Whatever the motivations for revealing his identity, and personal details about his home life in Hawaii, his family and his girlfriend, it has left the US government with much limited options to pursue him, Davies told HuffPost UK.

"It's likely that the next move will be to call on Snowden to voluntarily present himself for a dialogue with US authorities. The last thing they want right now is an Assange style story.

"Best to appear to act reasonably and let Snowden be portrayed as the guy who won't cooperate. They will probably let the heat die down and move in with an extradition request in three months.

"There are many other issues the NSA needs to deal with right now, including that this affair could motivate other whistleblowers. They will be very concerned about a possible contagion effect."
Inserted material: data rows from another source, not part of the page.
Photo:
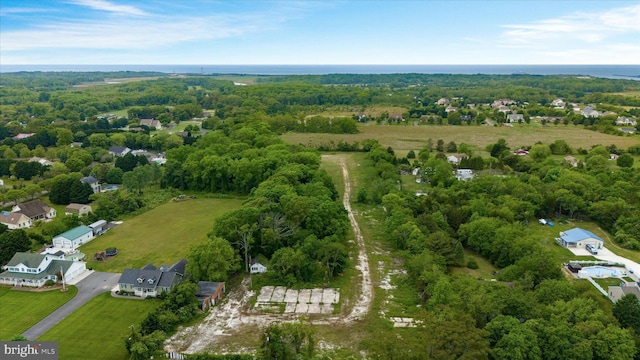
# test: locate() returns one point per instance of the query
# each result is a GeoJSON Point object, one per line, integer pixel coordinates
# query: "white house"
{"type": "Point", "coordinates": [622, 120]}
{"type": "Point", "coordinates": [456, 158]}
{"type": "Point", "coordinates": [515, 118]}
{"type": "Point", "coordinates": [26, 269]}
{"type": "Point", "coordinates": [152, 123]}
{"type": "Point", "coordinates": [98, 227]}
{"type": "Point", "coordinates": [464, 174]}
{"type": "Point", "coordinates": [15, 220]}
{"type": "Point", "coordinates": [73, 238]}
{"type": "Point", "coordinates": [257, 267]}
{"type": "Point", "coordinates": [580, 238]}
{"type": "Point", "coordinates": [77, 209]}
{"type": "Point", "coordinates": [35, 210]}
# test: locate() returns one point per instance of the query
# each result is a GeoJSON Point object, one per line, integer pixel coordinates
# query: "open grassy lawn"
{"type": "Point", "coordinates": [348, 111]}
{"type": "Point", "coordinates": [404, 138]}
{"type": "Point", "coordinates": [97, 330]}
{"type": "Point", "coordinates": [20, 310]}
{"type": "Point", "coordinates": [159, 236]}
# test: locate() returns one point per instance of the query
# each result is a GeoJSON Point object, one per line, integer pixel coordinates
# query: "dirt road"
{"type": "Point", "coordinates": [234, 315]}
{"type": "Point", "coordinates": [363, 304]}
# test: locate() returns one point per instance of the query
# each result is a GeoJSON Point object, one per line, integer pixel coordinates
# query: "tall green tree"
{"type": "Point", "coordinates": [212, 260]}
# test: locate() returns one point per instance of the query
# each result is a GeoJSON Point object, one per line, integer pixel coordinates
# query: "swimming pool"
{"type": "Point", "coordinates": [603, 272]}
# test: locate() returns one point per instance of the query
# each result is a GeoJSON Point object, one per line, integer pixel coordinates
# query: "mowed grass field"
{"type": "Point", "coordinates": [159, 236]}
{"type": "Point", "coordinates": [403, 138]}
{"type": "Point", "coordinates": [97, 330]}
{"type": "Point", "coordinates": [20, 310]}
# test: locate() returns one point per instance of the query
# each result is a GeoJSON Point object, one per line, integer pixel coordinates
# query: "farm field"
{"type": "Point", "coordinates": [348, 111]}
{"type": "Point", "coordinates": [19, 310]}
{"type": "Point", "coordinates": [404, 138]}
{"type": "Point", "coordinates": [97, 330]}
{"type": "Point", "coordinates": [159, 236]}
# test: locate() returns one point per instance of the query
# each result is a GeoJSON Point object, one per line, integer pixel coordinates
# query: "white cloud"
{"type": "Point", "coordinates": [104, 5]}
{"type": "Point", "coordinates": [21, 10]}
{"type": "Point", "coordinates": [121, 34]}
{"type": "Point", "coordinates": [607, 37]}
{"type": "Point", "coordinates": [581, 26]}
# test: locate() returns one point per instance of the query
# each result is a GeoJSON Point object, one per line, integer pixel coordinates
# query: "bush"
{"type": "Point", "coordinates": [472, 264]}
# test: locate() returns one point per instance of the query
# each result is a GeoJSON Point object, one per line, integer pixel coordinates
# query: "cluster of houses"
{"type": "Point", "coordinates": [24, 215]}
{"type": "Point", "coordinates": [61, 262]}
{"type": "Point", "coordinates": [153, 158]}
{"type": "Point", "coordinates": [151, 281]}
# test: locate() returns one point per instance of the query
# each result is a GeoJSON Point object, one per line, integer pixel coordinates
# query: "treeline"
{"type": "Point", "coordinates": [534, 305]}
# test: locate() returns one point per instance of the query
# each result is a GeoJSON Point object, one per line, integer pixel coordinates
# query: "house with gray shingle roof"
{"type": "Point", "coordinates": [152, 281]}
{"type": "Point", "coordinates": [27, 269]}
{"type": "Point", "coordinates": [93, 182]}
{"type": "Point", "coordinates": [580, 238]}
{"type": "Point", "coordinates": [73, 238]}
{"type": "Point", "coordinates": [35, 210]}
{"type": "Point", "coordinates": [15, 220]}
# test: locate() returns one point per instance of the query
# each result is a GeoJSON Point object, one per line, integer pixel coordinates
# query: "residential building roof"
{"type": "Point", "coordinates": [117, 149]}
{"type": "Point", "coordinates": [75, 206]}
{"type": "Point", "coordinates": [140, 278]}
{"type": "Point", "coordinates": [163, 276]}
{"type": "Point", "coordinates": [10, 218]}
{"type": "Point", "coordinates": [578, 234]}
{"type": "Point", "coordinates": [208, 288]}
{"type": "Point", "coordinates": [88, 180]}
{"type": "Point", "coordinates": [98, 223]}
{"type": "Point", "coordinates": [28, 259]}
{"type": "Point", "coordinates": [76, 232]}
{"type": "Point", "coordinates": [54, 267]}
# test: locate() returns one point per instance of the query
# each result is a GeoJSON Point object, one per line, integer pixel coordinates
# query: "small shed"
{"type": "Point", "coordinates": [257, 267]}
{"type": "Point", "coordinates": [73, 238]}
{"type": "Point", "coordinates": [98, 227]}
{"type": "Point", "coordinates": [209, 293]}
{"type": "Point", "coordinates": [574, 267]}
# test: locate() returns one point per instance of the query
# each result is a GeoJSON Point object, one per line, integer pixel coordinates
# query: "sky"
{"type": "Point", "coordinates": [227, 32]}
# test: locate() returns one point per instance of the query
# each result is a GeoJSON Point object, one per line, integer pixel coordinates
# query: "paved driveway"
{"type": "Point", "coordinates": [88, 288]}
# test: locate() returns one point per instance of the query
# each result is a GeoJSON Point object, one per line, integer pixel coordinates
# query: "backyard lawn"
{"type": "Point", "coordinates": [20, 310]}
{"type": "Point", "coordinates": [97, 330]}
{"type": "Point", "coordinates": [159, 236]}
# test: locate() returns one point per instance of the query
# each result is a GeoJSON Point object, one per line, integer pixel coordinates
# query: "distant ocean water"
{"type": "Point", "coordinates": [607, 71]}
Snowden told the Guardian's Glenn Greenwald he had no regrets about his actions, and said the unconstrained collection of data was destroying civil liberties.

He said: "I can't allow the US government to destroy privacy, internet freedom and basic liberties.

"My sole motive is to inform the public as to that which is done in their name and that which is done against them."

He chose Hong Kong as a refuge because of the former colony's “spirited commitment to free speech and the right of political dissent.” But the country does have an extradition treaty with the US.

Staff at a luxury hotel in Hong Kong told Reuters that Snowden had checked out at noon on Monday. Ewen MacAskill, a Guardian journalist, said later in the day that Snowden was still in Hong Kong.

"He didn't have a plan. He thought out in great detail leaking the documents and then deciding rather than being anonymous, he'd go public. So he thought that out in great detail. But his plans after that have always been vague," MacAskill said.